Algumas pessoas dizem que os homens felizes, sendo a si suficientes per se, não necessitariam dos amigos, porque, possuindo [já] a suficiência per se dos bens, de nenhum outro [bem] parecem necessitar. O amigo, [porém, lhes] parece ser mais necessário porque, sendo um outro si mesmo, tributa as coisas que o homem por si mesmo não poderia ter. De onde que parece concluir-se que o homem feliz não necessitaria de amigos.

[Quanto a isto devemos responder que o homem feliz necessita de amigos, o que pode ser mostrado através de dois argumentos].

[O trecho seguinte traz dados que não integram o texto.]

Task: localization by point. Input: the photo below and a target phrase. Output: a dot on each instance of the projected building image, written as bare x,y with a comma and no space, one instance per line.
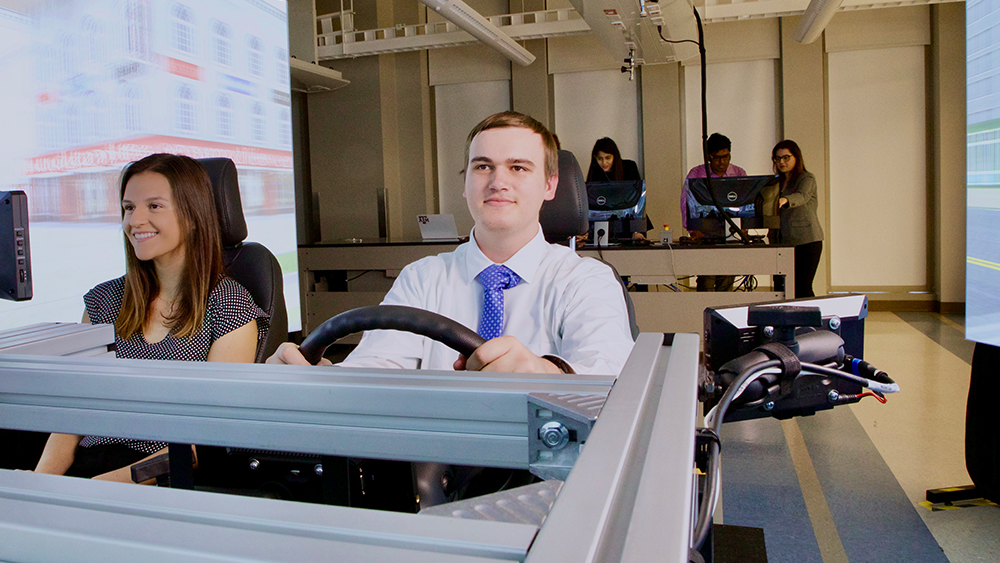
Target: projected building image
104,83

[De acordo com o primeiro argumento], conforme foi explicado, mais pertence ao amigo fazer benefícios do que ser beneficiado. Porém, fazer benefícios é próprio da virtude, e a felicidade consiste na operação da virtude, conforme explicado no livro primeiro. Assim, é necessário que o homem feliz seja virtuoso, e por conseqüência, que beneficie. Entretanto, melhor é que o homem beneficie aos amigos do que aos estranhos, o resto sendo igual, porque isto o homem faz mais deleitável e prontamente. Portanto, o homem feliz, por ser virtuoso, necessita de amigos, aos quais beneficie.

[De acordo com o segundo argumento] parece ser inconveniente que o homem feliz seja solitário. De fato, isto é contra toda eleição de todos. Ninguém faria eleição de sempre viver sozinho, mesmo depois que tivesse todos os outros bens, porque o homem é naturalmente animal político e nascido para conviver com os outros. Portanto, já que o homem feliz possui as coisas que são naturalmente boas ao homem, segue-se que tenha com quem conviva. Porém, é evidente que é melhor conviver com os amigos e virtuosos do que com estranhos e quaisquer. Assim, portanto, é evidente que o homem feliz necessita dos amigos.